A trip to the grocery store helps make the point clear. Even though much of the information exists, I can’t know enough about all the ingredients of the goods I buy, and their impact on my body, and still take the time to do my work and have a life to live. I have to trust someone or something else. But consumer ignorance shapes what businessmen have to do to survive. Those who cater only to the most informed, cater to small markets and often go under.

One consequence is that the market doesn’t protect us. That’s why workers’ compensation was started many decades ago – workers couldn’t figure out the odds of injury and didn’t have the ability to protect themselves as cheaply and effectively as informed employers could. Government stepped in to move that burden of knowing and choosing from the employee to the employer.

Those are examples. The broader impact of what is now called behavioral economics is that the economic theory of market ideologues is thoroughly discredited nonsense. It doesn’t work. A couple of decades ago there was a big debate about the efficient market theory which claimed that the market had it right even though individuals could be wrong. But they couldn’t tell me whether the market had it right the day before or the day after the crash.
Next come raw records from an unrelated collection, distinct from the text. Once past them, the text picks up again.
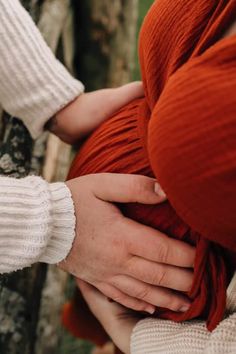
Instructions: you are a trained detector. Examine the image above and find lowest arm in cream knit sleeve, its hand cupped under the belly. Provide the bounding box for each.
[79,278,236,354]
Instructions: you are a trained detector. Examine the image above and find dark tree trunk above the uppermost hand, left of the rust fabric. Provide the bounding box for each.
[73,0,138,90]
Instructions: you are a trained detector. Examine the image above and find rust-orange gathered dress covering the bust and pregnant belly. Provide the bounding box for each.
[63,0,236,344]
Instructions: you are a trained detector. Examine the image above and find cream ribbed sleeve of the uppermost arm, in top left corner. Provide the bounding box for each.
[0,0,84,138]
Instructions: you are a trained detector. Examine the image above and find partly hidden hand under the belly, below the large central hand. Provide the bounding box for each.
[76,279,138,354]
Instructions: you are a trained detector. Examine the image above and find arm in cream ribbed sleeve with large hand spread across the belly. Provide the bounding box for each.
[0,173,195,313]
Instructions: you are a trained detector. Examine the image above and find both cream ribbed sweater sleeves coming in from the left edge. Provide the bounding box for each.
[0,0,83,273]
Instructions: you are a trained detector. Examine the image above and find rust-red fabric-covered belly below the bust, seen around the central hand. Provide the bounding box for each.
[68,99,231,330]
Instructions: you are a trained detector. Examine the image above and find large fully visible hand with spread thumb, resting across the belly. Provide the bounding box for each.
[57,173,195,313]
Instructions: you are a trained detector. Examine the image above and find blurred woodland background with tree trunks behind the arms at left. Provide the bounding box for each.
[0,0,153,354]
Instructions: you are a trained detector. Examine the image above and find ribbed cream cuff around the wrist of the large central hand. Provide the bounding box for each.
[39,183,75,264]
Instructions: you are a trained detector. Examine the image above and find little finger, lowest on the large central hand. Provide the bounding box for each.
[96,283,155,314]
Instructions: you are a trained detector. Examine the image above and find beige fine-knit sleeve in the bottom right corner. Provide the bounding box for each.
[131,275,236,354]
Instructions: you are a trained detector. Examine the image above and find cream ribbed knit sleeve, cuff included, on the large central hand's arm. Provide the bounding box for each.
[0,176,75,273]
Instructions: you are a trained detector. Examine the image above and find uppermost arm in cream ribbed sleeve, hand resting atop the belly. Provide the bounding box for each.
[0,0,143,143]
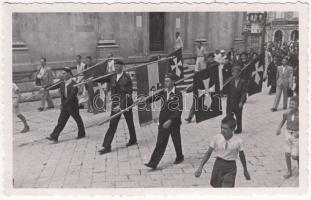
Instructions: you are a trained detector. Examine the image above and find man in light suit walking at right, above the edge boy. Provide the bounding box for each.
[271,57,293,112]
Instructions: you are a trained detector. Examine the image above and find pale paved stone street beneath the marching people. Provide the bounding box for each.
[13,83,299,188]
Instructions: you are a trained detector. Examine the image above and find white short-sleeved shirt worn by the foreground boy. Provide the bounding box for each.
[210,133,243,160]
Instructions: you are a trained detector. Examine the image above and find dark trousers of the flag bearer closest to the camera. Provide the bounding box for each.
[149,125,183,167]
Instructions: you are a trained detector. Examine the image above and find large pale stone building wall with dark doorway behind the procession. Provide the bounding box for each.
[13,12,245,72]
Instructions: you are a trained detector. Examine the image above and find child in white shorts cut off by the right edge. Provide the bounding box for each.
[276,96,299,178]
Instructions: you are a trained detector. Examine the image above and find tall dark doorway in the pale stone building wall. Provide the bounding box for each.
[149,12,164,51]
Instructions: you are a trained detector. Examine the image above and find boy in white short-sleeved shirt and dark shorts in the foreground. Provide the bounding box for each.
[194,117,250,187]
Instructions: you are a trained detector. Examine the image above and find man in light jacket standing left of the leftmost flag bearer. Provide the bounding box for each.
[36,57,54,111]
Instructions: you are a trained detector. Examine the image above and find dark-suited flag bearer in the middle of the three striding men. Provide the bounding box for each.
[98,60,137,154]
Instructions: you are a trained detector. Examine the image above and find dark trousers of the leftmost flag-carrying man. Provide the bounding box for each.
[51,108,85,139]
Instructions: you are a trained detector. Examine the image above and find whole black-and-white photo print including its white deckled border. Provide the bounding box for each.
[4,0,308,196]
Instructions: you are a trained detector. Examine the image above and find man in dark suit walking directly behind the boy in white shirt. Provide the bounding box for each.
[227,66,247,134]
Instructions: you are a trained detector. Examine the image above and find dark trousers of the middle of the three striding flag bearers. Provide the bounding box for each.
[102,109,137,148]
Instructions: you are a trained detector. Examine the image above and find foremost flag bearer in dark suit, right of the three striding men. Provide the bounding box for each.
[145,74,184,169]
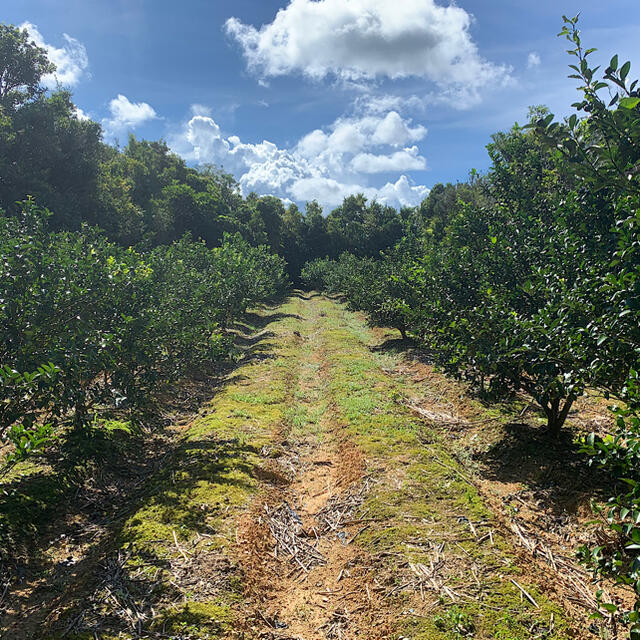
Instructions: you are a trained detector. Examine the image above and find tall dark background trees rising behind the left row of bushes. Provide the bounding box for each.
[0,24,410,281]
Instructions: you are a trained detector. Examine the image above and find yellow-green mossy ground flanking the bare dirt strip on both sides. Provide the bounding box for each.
[2,295,573,640]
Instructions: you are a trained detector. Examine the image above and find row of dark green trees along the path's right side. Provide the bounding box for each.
[303,18,640,624]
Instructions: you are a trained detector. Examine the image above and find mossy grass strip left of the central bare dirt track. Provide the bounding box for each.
[100,307,308,638]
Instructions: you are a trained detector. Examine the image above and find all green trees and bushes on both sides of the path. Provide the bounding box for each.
[0,18,640,634]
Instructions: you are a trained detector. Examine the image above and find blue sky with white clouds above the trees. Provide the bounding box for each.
[5,0,640,209]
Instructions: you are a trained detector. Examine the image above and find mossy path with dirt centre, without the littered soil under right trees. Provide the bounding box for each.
[2,294,604,640]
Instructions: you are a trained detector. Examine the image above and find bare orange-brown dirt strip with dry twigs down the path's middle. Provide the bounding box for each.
[237,299,391,640]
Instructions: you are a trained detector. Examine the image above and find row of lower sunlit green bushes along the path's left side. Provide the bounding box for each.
[0,201,287,476]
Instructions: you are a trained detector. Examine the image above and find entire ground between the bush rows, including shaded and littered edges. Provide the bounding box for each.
[0,292,624,640]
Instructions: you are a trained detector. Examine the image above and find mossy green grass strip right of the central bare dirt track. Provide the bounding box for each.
[314,299,571,640]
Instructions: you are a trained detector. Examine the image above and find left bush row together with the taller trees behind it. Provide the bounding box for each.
[0,24,410,471]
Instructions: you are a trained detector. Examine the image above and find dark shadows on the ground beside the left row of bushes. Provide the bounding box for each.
[0,322,282,640]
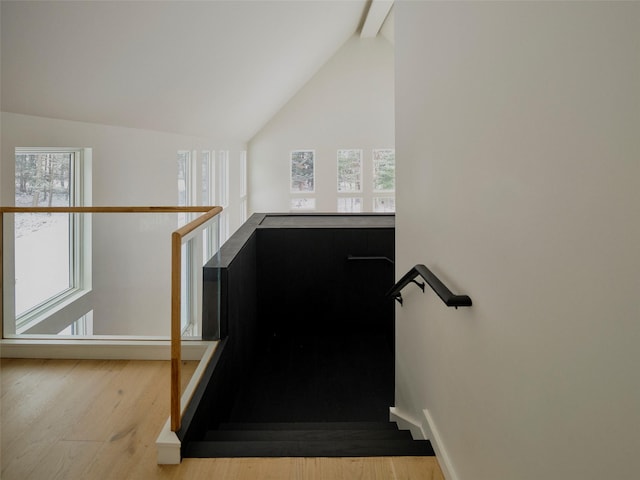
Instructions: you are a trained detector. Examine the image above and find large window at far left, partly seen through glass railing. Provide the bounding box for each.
[14,148,91,334]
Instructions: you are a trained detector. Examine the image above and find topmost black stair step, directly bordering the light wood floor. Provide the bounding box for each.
[183,440,435,458]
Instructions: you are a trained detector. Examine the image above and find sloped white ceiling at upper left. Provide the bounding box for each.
[1,0,380,141]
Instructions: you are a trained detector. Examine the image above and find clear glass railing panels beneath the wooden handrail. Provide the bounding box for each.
[2,212,219,340]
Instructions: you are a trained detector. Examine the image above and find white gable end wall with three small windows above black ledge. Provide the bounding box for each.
[249,36,395,213]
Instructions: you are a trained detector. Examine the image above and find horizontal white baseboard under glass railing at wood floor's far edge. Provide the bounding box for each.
[0,339,211,360]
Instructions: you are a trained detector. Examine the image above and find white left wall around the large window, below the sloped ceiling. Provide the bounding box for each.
[1,112,244,336]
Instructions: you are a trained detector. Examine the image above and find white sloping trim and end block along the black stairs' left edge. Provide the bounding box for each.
[156,342,218,465]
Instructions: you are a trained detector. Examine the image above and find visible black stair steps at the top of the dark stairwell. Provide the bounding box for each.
[184,422,434,458]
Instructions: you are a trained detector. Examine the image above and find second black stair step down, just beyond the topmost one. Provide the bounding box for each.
[204,429,412,442]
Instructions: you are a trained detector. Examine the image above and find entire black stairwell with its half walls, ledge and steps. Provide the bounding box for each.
[179,214,434,458]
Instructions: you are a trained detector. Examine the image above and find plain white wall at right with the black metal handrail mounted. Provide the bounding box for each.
[395,2,640,480]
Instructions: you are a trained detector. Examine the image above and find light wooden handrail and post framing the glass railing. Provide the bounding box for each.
[0,206,222,432]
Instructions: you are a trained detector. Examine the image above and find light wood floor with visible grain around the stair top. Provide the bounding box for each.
[0,359,444,480]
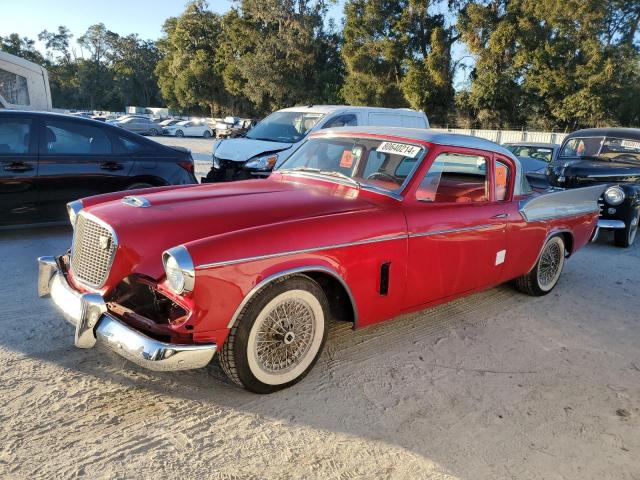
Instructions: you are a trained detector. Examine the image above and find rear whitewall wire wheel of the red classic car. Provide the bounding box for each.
[515,236,565,297]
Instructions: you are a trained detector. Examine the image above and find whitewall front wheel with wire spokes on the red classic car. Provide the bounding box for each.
[218,275,329,393]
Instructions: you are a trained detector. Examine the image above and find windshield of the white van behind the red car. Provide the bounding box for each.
[246,112,324,143]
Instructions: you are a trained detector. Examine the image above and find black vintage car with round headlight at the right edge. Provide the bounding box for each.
[548,128,640,247]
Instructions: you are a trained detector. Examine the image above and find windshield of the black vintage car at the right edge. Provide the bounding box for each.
[560,137,640,163]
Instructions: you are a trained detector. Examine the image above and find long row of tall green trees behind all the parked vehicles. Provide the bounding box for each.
[0,0,640,129]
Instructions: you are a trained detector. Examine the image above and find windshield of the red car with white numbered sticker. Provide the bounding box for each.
[277,138,425,192]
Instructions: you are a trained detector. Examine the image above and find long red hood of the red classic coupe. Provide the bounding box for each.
[84,180,378,286]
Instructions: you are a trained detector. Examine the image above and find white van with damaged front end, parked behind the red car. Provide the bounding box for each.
[202,105,429,182]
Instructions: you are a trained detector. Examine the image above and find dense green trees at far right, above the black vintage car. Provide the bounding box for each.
[458,0,640,129]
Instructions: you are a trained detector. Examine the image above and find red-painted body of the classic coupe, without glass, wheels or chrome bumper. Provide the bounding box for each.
[71,134,597,345]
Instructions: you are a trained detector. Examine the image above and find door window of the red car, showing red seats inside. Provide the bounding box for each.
[416,153,489,203]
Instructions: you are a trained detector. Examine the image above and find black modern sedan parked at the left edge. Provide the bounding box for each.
[0,110,196,228]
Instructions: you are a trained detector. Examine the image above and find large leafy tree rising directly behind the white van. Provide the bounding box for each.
[219,0,342,113]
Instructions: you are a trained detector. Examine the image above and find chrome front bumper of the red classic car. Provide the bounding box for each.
[38,257,217,371]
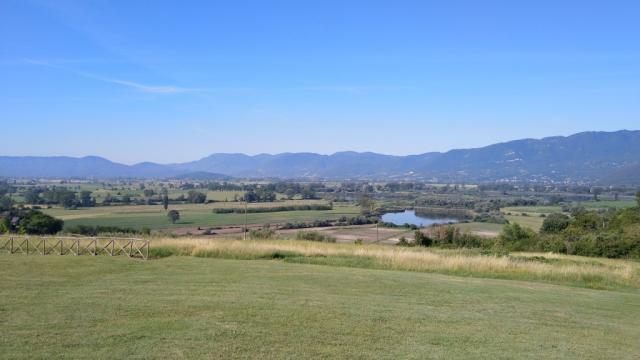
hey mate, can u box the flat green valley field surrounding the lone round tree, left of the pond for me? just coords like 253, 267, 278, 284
44, 200, 359, 230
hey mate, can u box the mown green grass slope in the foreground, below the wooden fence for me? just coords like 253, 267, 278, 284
0, 254, 640, 359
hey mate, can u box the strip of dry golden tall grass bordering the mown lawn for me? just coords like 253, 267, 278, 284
151, 238, 640, 288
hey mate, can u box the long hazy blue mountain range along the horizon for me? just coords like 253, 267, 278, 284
0, 130, 640, 185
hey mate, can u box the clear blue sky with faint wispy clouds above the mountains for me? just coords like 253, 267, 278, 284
0, 0, 640, 163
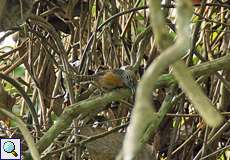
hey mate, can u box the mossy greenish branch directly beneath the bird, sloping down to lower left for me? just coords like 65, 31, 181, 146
37, 89, 131, 153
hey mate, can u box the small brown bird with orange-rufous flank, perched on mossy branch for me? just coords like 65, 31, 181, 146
74, 69, 137, 93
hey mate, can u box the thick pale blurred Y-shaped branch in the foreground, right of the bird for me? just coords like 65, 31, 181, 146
118, 0, 192, 160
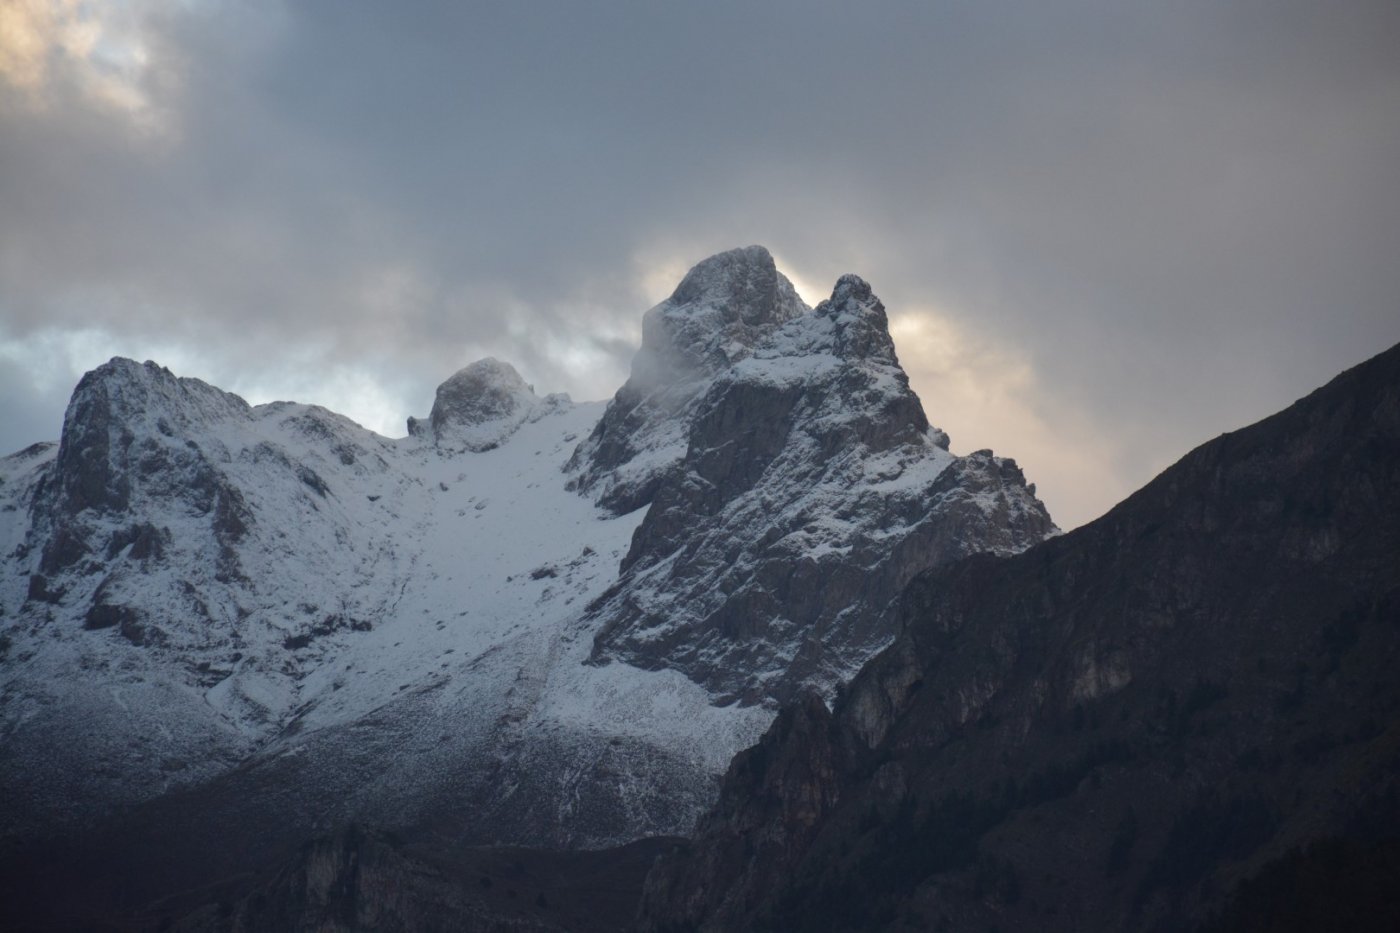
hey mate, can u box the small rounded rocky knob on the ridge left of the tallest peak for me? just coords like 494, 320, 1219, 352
409, 357, 540, 451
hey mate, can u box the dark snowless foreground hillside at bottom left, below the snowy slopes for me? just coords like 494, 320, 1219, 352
0, 825, 672, 933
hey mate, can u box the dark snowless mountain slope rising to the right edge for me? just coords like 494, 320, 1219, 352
641, 341, 1400, 932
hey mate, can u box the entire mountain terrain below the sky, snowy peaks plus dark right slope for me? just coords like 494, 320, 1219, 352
0, 247, 1400, 933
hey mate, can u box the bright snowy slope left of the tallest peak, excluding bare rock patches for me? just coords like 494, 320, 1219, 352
0, 360, 763, 841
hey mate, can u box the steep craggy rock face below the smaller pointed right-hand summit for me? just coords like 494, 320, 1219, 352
575, 267, 1054, 703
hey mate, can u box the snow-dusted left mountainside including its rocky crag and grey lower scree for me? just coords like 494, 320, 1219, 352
0, 353, 766, 845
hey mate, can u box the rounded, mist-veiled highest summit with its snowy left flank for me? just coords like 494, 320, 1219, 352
570, 247, 809, 514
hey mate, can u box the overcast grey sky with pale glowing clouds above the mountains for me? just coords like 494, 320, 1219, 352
0, 0, 1400, 528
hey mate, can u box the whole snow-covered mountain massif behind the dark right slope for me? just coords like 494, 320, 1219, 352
0, 247, 1054, 846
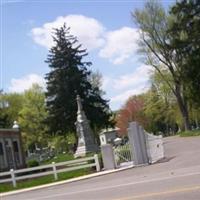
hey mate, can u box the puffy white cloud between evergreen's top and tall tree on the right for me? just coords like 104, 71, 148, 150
99, 27, 139, 64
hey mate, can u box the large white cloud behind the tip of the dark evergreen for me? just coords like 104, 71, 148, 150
32, 15, 104, 50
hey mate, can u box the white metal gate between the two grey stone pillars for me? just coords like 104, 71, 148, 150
113, 142, 133, 167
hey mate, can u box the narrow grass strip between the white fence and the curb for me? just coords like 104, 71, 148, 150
0, 168, 94, 193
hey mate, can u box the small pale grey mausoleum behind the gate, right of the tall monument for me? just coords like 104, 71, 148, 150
99, 129, 118, 145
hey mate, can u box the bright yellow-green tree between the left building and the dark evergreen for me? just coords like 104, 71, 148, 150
19, 84, 47, 149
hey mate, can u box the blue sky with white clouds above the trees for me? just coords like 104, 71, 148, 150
0, 0, 174, 110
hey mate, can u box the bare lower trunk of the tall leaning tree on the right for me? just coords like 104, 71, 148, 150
175, 83, 191, 130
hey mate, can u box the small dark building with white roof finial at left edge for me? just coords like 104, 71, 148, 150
0, 122, 25, 171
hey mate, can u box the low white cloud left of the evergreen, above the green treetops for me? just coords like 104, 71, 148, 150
9, 74, 45, 93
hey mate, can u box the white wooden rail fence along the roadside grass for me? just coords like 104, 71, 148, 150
0, 154, 100, 187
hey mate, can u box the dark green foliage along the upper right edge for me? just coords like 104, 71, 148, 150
168, 0, 200, 105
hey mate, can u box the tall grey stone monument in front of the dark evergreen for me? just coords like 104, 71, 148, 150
74, 95, 99, 158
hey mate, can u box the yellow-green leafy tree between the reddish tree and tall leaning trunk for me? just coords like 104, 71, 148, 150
144, 71, 183, 135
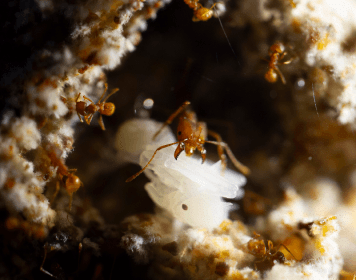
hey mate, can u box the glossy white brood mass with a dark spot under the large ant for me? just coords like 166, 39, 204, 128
118, 120, 246, 229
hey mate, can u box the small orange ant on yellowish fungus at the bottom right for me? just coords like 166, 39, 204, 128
247, 233, 297, 268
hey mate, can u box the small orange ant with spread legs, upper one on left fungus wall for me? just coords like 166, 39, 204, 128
75, 83, 119, 130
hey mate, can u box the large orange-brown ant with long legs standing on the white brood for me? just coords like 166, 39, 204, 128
126, 101, 250, 183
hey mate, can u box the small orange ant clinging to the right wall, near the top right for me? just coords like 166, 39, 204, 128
265, 42, 293, 84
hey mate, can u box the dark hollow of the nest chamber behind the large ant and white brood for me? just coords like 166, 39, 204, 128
67, 1, 284, 223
In other words it was nonsense on stilts.

That’s one of the reasons the public, all of us, have to get out of the glare of the outdated economics coming from conservative ideologues. It’s one of the reasons why it has been so important that Elizabeth Warren and Bernie Sanders have moved the Democratic Party to the left. That shift also clears the way for Hilary Clinton to return to the roots of the modern Democratic Party in the Great Depression, in Roosevelt’s New Deal, in being a party with heart.

Hilary and Bernie both have a lot to offer, but just as big a key to progress will be the Senate and the House of Representatives, which have blocked Obama’s efforts to push this country toward better, more caring solutions at every turn.

— This commentary was broadcast on WAMC Northeast Report, April 26, 2016.